Per rendere conto della valenza scientifica degli studi di Battistini, professore che pure amava la bicicletta e il ciclismo, e fra tutti Fausto Coppi, può bastare qualche accenno alle sue indagini su Galilei. Battistini ha notato come Galilei fu tra i primi scrittori dialogici della tradizione moderna, rivoluzionario nella scienza come nello stile letterario, perché fondò il linguaggio scientifico italiano, sostituendo progressivamente il trattato, proprio di quella che Thomas S. Kuhn ha chiamato la “scienza normale”, con il dialogo, caratteristico della “scienza rivoluzionaria”. Una scoperta che per Battistini ha radici anche nell’insegnamento dal padre Vincenzio, autore di un Dialogo della musica antica e moderna (1581) con Giovanni Bardi e Pietro Strozzi. Il dialogo è un modello letterario del metodo sperimentale, perché procede in forma aperta ed empirica, consente di sviluppare una trama di osservazioni metodologiche e rende possibile la trattazione coordinata di argomenti anche diversi tra loro. Battistini ha anche sottolineato – in «Ménage à trois». Scienza, arte combinatorio e mosaico della scrittura («Nuova civiltà delle macchine», V, 1987) – come sia stato Calvino a comprendere la straordinaria attualità di Galilei, quando, in un'intervista a Guido Almansi del 1978, lo riconobbe come «un maestro della prosa italiana», un «grandissimo scrittore – grande come scrittore, come colui che impone il suo modo di vedere il mondo attraverso l’abilità letteraria. Il suo linguaggio unisce esattezza, libertà espressiva e lucidità. Discorre delle sue esperienze e controversie sempre per mezzo di racconti e metafore», unendo eleganza formale e solidità di contenuti. In Galilei, come in seguito in Leopardi e in Calvino, la prospettiva cosmica assume un valore strategico in contrasto con l’antropocentrismo. Se ne ricorderà Calvino nelle Cosmicomiche mettendo in scena il personaggio Qfwfq:

«Per un verso egli crea – annota Battistini – un personaggio quale Qfwfq, dal nome palindromo, che non è nemmeno un uomo ma, ancora, una “potenzialità”, per altro verso riconosce, con un brivido d’impotenza, perfettamente comprensibile in chi attribuiva alla scienza un “fondamento tragico”, che “la superficie delle cose è inesauribile”».

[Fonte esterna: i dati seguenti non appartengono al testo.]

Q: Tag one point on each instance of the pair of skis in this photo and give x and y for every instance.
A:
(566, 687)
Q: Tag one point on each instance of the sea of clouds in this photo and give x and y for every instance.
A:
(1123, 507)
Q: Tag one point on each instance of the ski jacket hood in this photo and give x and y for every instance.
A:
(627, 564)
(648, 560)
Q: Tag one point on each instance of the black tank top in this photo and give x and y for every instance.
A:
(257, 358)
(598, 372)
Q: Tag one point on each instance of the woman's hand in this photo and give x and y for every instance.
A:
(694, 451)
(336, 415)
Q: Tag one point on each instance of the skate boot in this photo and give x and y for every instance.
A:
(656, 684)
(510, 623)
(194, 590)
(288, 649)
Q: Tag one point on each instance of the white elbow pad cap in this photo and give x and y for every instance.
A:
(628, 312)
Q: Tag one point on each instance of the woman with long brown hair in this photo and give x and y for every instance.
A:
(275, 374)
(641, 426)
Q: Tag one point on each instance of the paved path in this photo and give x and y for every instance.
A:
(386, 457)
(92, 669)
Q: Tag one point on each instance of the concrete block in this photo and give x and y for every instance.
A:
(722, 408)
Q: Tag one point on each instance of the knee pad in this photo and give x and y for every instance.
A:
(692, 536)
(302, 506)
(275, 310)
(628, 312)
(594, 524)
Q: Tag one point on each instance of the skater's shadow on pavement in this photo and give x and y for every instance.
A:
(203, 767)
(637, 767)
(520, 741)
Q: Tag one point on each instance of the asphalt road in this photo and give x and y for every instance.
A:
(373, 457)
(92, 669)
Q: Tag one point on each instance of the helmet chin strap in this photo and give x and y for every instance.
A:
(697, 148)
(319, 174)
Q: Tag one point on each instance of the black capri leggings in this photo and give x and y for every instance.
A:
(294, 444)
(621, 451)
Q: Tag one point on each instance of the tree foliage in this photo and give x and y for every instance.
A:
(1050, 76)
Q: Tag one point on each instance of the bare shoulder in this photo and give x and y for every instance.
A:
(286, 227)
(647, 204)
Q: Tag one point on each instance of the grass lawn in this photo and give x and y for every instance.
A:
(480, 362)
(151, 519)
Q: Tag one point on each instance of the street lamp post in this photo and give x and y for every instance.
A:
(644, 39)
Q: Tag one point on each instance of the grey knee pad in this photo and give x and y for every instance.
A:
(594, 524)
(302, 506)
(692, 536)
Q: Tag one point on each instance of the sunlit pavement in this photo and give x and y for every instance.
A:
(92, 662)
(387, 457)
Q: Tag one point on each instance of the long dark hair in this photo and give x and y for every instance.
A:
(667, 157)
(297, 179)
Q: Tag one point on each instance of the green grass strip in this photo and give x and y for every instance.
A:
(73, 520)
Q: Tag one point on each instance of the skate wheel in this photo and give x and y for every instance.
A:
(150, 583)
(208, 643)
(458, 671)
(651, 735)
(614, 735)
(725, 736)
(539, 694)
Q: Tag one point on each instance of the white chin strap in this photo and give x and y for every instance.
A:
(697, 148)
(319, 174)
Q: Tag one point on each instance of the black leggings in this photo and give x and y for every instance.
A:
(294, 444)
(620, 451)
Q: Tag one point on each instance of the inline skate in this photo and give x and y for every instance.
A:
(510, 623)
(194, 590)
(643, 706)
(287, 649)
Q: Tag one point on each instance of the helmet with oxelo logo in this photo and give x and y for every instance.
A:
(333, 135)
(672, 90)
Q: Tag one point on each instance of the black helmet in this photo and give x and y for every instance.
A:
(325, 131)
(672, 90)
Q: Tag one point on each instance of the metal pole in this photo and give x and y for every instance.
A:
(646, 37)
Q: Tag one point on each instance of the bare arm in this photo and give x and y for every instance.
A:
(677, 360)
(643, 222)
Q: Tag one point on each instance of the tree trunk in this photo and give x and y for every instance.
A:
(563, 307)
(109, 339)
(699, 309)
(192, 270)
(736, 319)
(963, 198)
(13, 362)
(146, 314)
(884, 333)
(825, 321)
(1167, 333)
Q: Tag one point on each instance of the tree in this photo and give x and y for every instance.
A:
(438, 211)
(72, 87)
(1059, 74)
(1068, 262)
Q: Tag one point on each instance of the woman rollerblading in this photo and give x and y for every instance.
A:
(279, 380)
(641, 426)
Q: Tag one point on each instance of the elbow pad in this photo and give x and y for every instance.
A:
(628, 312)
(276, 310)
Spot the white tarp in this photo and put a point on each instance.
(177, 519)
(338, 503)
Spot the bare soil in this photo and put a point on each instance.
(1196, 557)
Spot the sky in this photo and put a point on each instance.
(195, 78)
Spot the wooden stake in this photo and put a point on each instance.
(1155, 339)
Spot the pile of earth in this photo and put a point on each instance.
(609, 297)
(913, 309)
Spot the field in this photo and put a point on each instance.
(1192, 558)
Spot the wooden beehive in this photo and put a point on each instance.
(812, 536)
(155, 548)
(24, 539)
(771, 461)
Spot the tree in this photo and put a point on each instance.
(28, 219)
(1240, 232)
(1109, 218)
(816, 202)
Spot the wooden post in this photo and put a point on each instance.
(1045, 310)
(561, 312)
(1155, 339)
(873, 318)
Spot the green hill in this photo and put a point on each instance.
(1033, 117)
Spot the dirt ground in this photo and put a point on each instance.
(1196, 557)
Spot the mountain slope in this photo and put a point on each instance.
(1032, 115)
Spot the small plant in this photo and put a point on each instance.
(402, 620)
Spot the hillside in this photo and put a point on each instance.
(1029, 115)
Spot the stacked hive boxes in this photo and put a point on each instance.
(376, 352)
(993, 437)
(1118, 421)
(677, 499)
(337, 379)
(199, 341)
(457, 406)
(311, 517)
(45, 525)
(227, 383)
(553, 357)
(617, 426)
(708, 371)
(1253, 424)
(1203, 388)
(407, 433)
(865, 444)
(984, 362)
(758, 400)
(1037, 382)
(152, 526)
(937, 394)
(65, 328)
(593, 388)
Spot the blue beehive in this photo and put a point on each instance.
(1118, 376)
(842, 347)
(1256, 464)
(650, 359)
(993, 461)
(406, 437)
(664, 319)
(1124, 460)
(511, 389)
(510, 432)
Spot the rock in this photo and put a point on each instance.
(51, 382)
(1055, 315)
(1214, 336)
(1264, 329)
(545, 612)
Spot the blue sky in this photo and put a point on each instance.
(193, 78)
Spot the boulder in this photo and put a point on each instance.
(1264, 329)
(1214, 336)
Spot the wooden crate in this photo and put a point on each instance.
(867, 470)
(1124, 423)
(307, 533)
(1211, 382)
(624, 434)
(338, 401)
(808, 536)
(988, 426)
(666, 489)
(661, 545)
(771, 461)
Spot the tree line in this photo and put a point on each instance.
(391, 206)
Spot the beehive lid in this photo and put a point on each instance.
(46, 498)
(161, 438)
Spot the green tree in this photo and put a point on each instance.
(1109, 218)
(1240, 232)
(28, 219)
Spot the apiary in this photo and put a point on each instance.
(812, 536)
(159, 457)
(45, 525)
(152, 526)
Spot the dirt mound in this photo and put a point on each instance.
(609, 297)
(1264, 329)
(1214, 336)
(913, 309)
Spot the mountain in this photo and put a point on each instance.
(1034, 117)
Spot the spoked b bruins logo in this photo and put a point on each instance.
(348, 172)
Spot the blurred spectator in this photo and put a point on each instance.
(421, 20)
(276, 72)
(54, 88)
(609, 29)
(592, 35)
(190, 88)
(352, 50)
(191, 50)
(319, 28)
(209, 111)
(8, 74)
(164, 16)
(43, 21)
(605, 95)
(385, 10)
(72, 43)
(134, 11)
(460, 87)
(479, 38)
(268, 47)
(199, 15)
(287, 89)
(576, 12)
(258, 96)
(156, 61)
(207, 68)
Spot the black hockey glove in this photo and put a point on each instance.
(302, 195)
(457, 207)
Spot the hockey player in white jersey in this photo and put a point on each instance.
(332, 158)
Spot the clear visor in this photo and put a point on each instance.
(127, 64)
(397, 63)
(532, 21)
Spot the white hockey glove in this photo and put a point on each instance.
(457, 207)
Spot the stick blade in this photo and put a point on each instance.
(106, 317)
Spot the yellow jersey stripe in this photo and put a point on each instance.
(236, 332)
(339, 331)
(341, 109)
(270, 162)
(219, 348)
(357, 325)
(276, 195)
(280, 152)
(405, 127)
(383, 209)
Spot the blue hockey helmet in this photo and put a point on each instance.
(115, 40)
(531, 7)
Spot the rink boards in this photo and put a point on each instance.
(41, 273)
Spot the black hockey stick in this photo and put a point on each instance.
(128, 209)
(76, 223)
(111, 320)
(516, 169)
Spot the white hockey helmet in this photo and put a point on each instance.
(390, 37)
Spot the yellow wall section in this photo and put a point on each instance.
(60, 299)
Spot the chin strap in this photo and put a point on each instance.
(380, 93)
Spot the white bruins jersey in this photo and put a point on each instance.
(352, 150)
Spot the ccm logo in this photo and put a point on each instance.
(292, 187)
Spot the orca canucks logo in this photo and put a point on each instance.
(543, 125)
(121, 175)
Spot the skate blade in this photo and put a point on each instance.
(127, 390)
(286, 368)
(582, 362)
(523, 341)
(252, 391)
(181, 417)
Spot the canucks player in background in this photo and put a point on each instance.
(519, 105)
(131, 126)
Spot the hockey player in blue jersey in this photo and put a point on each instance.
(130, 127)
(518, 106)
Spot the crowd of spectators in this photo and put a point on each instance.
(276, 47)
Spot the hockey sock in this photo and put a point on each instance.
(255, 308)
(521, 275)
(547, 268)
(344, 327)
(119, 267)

«Un capovolgimento di prospettiva» che, grazie alla letteratura, orienta verso la complessità ciò che nella scienza è indirizzato alla semplicità. Ed è questo senso della complessità tragica dell’umano che rende affascinanti gli studi letterari e ci fa pensare quanto ci mancheranno figure come Battistini, che, lontane da ogni narcisismo, insegnavano – lo ricorda l'allievo Francesco Ferretti – «a lavorare senza mettersi in cattedra», «a leggere la complessità dei testi». Purtroppo oggi non ci restano che le sue pagine, che a lungo continueremo a interrogare, per cogliere con il loro aiuto qualcosa del senso recondito del mondo e delle cose umane.